Man Song Old Tea tree usually commands a MUCH higher price, but I wanted to help our EU friends to purchase this tea within the IOSS scheme (less than 150 Euros), so I have capped the price considerably.
The taste of ancient PuErh from Yibang - dancing, complex bitter-sweet goodness with a uniquely focusing and uplifting body sensation.
Man Song is a historic village for PuErh production. With roots dating back past the Ming Dynasty, this mountainous village in the East of Yunnan (close to the Laos border) was one of the original hubs of PuErh production (although in those days, it was likely called a Green tea). The fame of this area predates other famous PuErh villages, and it is probable that Man Song helped bring more attention to its closest neighbour - Yiwu.
The tea from Man Song was so revered that during the Qing Dynasty, Man Song was designated as a royal tribute village, meaning that the tea produced there could only be sent to the royal courts.
Given this long history, Man Song must have had some very old Gushu tea trees. Unfortunately, very few of these trees remain - estimates range from 70-300 trees older than 100 years old. There are probably a number of reasons for this decline in Gushu numbers but the story that dominates is one of fire.
A common tale told by Man Song villagers is that during the end of the Qing dynasty the demand for tea from the government and royals were excessive - more than the village could produce. I can only assume that the royals took the tea for very little payment in return, and so, in protest, some villagers burnt down the tea gardens and fled the village.
Man Song village became a historical village producing comparatively little PuErh. Attention moved to neighbouring Yiwu, but Man Song has remained an area which evokes nostalgia and reverence for PuErh aficionados. Old tree Man Song is highly sought after and expensive and represents the taste of ancient PuErh tea.
Man Song is within the Yibang area of Yunnan - one of the six famous ancient tea mountains. Yibang is known for its smaller leaf varieties, which produce a tea rich in bitter-sweetness and bright complexity of aromatics. This may contribute to the 'ancient PuErh taste' so associated with Yibang.
OK, so let's finally talk about this tea!
While we write Da Ye Zhong as the cultivar on the wrapper of this tea as this is a broad term, this is more of a mixed cultivar cake. It has that 'small-leaf' character of Yibang - punchy and bright with a lovely play of bitter-sweetness.
There are lots of flowers and fruits on the nose, and in the mouth, it has gorgeous apricot and persimmon sweetness with a little bite of tonic water bitterness and effervescence. Brew soft, and you will be rewarded with dancing, aromatic and fruity tea. Brew hard if you crave that bitter hit followed by a sweet and juicy afterglow.

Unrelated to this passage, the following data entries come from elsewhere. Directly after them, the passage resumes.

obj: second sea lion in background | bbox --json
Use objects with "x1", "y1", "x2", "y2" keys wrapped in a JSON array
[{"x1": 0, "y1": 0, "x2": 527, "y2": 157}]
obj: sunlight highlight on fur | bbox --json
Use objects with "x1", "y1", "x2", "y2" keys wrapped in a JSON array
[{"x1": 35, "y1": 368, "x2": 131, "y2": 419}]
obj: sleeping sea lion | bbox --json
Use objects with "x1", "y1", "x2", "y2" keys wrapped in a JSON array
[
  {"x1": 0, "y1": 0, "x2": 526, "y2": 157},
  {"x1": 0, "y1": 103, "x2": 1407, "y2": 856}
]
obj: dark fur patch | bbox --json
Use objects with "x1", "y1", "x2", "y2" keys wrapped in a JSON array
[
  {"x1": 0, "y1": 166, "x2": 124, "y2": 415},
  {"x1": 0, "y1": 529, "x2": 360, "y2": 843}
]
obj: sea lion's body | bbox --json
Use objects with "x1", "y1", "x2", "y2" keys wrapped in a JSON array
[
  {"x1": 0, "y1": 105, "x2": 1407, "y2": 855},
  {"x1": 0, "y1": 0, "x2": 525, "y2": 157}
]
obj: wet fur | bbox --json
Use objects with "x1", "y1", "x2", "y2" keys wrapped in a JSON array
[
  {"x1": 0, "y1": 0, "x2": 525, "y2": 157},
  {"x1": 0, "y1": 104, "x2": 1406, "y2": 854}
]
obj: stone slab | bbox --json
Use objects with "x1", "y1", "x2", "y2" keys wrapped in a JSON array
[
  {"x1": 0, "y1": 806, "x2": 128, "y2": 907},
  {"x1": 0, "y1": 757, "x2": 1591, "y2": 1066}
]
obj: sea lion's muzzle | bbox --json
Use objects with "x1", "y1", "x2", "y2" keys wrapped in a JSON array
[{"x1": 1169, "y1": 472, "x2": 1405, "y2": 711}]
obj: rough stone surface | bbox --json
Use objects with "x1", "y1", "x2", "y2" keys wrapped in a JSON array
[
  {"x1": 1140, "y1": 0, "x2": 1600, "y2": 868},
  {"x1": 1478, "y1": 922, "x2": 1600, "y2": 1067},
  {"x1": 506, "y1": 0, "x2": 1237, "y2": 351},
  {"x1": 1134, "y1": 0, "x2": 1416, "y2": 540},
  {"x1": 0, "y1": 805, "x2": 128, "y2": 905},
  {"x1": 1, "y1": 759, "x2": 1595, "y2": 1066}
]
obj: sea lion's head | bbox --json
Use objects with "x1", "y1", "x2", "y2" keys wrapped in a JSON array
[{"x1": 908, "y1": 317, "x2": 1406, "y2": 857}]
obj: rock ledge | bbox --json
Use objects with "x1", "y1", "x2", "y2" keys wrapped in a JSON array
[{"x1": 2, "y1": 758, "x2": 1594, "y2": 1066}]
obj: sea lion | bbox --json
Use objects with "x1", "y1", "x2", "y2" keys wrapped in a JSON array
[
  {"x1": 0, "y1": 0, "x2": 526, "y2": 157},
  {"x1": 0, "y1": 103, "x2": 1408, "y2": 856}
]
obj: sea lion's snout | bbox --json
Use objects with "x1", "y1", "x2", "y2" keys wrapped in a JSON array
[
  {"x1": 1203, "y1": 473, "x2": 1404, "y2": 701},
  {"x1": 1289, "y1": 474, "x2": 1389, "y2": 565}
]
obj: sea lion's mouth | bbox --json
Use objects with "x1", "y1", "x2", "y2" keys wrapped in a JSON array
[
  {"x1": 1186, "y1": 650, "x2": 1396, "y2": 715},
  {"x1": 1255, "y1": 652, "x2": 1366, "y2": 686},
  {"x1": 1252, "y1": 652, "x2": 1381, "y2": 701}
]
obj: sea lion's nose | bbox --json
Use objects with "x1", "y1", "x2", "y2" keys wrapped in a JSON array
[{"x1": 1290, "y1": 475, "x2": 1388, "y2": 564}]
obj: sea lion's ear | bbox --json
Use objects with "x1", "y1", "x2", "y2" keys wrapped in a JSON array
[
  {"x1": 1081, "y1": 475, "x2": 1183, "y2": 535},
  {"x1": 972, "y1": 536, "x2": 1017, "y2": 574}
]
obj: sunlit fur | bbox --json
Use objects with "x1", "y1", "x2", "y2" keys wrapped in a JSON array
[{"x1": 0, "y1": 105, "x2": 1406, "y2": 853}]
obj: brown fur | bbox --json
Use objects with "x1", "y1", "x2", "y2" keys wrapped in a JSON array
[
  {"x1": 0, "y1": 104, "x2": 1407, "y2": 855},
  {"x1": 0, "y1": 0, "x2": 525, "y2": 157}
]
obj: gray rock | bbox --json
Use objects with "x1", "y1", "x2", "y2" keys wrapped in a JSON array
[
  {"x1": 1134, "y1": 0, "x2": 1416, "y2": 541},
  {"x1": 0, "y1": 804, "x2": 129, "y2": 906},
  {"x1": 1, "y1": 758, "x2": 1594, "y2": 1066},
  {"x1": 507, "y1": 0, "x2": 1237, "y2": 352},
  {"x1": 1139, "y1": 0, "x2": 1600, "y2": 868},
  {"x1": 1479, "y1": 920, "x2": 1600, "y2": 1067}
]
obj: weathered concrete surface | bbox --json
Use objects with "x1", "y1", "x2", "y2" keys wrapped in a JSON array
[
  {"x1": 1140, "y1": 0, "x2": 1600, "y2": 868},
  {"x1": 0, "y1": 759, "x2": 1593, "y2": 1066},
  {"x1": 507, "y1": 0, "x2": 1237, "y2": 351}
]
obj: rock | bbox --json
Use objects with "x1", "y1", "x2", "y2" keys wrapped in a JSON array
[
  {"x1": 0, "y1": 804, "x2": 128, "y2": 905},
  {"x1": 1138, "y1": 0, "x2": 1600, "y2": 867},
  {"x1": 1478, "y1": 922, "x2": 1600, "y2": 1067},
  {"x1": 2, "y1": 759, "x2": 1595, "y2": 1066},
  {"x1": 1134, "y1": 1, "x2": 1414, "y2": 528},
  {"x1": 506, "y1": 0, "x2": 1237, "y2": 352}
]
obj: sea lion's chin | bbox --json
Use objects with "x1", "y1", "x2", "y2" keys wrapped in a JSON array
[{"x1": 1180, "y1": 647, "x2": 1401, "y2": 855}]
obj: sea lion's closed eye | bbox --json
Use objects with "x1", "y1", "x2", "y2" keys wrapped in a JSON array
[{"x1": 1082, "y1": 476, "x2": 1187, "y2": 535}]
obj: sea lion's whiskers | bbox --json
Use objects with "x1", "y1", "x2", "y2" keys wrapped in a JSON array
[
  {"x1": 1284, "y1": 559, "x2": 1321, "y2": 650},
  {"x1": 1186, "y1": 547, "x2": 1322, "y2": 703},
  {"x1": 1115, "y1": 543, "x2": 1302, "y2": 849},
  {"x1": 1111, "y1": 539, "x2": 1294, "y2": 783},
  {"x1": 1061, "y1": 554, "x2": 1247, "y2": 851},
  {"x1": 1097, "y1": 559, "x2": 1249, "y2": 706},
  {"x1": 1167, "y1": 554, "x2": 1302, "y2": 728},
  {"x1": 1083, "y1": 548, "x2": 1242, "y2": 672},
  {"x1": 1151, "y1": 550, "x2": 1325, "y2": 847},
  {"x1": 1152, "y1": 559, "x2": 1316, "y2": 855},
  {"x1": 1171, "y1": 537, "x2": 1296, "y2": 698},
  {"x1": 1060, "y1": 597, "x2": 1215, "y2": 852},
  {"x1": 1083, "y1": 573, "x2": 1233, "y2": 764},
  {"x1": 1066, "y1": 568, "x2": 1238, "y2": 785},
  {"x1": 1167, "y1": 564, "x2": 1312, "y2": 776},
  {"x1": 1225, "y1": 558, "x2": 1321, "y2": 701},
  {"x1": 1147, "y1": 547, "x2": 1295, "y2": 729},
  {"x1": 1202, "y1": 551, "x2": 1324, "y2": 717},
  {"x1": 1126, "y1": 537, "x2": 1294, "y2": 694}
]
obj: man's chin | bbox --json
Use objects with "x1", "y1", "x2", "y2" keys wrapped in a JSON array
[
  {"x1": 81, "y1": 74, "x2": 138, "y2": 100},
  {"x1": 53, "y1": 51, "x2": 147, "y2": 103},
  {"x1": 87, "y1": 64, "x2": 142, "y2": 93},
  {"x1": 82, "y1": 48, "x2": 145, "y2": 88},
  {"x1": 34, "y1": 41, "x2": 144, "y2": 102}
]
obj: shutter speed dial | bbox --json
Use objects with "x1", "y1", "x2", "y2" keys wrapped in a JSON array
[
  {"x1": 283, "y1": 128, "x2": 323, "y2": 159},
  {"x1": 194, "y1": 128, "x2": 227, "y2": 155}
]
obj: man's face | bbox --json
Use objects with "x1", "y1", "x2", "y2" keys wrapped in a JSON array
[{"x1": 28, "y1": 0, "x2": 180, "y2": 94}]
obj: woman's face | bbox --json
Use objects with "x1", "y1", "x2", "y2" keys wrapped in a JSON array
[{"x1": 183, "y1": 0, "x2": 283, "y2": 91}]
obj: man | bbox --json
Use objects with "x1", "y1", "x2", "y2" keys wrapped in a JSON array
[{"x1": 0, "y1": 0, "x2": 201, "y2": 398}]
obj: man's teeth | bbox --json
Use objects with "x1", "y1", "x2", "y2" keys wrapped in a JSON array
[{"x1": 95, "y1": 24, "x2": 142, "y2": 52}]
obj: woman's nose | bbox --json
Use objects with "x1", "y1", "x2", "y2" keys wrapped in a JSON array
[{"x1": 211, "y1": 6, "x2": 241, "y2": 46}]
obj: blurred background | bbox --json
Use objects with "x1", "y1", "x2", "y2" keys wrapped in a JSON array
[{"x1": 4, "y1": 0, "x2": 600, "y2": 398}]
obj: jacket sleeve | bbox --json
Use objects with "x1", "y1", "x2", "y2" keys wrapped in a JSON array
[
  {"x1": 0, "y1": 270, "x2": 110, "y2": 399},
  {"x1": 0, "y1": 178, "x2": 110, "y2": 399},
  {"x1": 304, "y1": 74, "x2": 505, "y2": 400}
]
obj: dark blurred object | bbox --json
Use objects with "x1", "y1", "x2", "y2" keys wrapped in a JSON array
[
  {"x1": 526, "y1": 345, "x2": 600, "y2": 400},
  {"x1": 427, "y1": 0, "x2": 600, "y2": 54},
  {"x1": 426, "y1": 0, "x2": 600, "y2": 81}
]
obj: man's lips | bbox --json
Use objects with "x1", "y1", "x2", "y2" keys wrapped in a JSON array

The mouthfeel of Heaven Surveyor is hard to describe. The rich minerality of the Man Song area makes it feel almost evaporating in the mouth while laying down a layer of compounds which persist to give a fresh apricot juiciness long after sipping.
Heaven Surveyor is a potent tea, but again, it has a unique effect on me compared with most other PuErh. It feels mind-clarifying - perfect for moments of deep conversation or tasks which require focus. It also has a rising feeling, as if the body is lighter and looser.
One last word about the price. While it is one of our most expensive PuErh productions, I predict that this tea may court some controversy due to its relative affordability for Spring picked Old Tree Man Song. Some may question its authenticity if we can sell at this price, and indeed I could (and possibly should) be asking for much more. We are intentionally selling this one at very low margins. This is partly because I want to help EU clients to buy this through the IOSS scheme and partly because we need to consider our cash flow after all of our Spring 2022 buying. Either way, it is a bit of a bargain for a Man Song tea.